A fifth of  Francistown population on ARVs


At least a fifth of Francistown’s population, estimated at just above 100 thousand people, have been successfully enrolled on Anti-Retroviral Therapy, Francistown City Council mayor Sylvia Muzila said last Monday.


Muzila made this revelation when addressing a full council session which ends this Friday. 


“Currently, we have 22 000 people who are under the Anti-Retroviral Treatment in the city,” revealed Muzila, adding that Francistown has the highest number of people living with HIV, the virus that causes AIDS.


Latest figures in relation to HIV prevalence contained in the Botswana AIDS Impact Survey (BAIS) IV of 2013, show Selibe-Phikwe leading the pack followed by Francistown and the resort township of Kasane in the Chobe region.


However, Muzila is of the belief that Francistown is the worst affected area by the HIV/AIDS pandemic, because people are not forthcoming when it comes to testing. 


“As a city, we have the highest figures in terms of the number of people infected. Statistically, Selibe-Phikwe is said to be leading the pack simply because most of the people here in Francistown are not aware of their HIV status. They, (Phikwe), are testing for the virus,” she said.


Muzila said cities and urban centres are often the centre of, or linked with, the spread of the endemic disease because of their high population density – a development that calls for more efforts to be employed in the fight against the pandemic.

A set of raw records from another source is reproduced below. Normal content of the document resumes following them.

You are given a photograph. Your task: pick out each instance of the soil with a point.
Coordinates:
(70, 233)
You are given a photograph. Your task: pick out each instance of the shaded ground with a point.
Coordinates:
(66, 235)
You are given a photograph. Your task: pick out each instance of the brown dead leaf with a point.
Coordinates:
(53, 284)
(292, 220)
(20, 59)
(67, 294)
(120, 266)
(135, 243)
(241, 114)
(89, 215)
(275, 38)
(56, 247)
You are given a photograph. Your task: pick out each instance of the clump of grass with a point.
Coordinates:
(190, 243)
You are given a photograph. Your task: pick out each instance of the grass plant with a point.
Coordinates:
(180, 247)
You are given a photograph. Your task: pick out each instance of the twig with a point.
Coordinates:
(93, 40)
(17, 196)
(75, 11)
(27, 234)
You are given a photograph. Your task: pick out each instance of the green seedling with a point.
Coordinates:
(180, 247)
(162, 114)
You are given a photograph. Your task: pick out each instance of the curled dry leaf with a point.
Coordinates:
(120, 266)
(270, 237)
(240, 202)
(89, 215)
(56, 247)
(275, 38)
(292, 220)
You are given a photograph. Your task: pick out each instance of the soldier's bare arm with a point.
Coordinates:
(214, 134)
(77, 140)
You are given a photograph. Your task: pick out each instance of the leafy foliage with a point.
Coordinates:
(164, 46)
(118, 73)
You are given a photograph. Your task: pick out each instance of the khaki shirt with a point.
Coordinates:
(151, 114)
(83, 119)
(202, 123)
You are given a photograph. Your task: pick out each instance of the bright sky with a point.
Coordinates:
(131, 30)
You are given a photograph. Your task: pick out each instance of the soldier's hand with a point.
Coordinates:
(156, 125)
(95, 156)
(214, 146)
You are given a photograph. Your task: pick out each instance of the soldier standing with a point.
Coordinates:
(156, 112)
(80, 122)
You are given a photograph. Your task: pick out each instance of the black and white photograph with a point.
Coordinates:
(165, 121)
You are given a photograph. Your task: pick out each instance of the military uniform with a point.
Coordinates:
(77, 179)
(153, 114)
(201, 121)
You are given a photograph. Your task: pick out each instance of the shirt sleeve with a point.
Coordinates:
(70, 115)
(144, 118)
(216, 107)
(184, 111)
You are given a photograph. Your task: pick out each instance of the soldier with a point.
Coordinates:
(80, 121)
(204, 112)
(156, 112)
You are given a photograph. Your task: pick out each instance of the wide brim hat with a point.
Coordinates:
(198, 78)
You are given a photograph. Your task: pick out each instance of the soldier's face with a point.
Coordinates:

“We launched the 90-90-90 HIV/AIDS kick out campaign and managed to reach closed to 4 500 residents where it was discovered that at least 10 percent of the people have never tested for HIV in their lives,” said Muzila, adding that more effort in testing for HIV is needed.


“In that regard, we need to mainstream HIV/AIDS activities across the departments and coordinating prevention and response activities,” said the mayor, who has been at the forefront in the fight against the pandemic. 


Although a lot has been done with the regard to addressing the endemic HIV/AIDS, Muzila lamented that very little has been achieved on dealing with the ailment that was first detected in the country some four decades ago.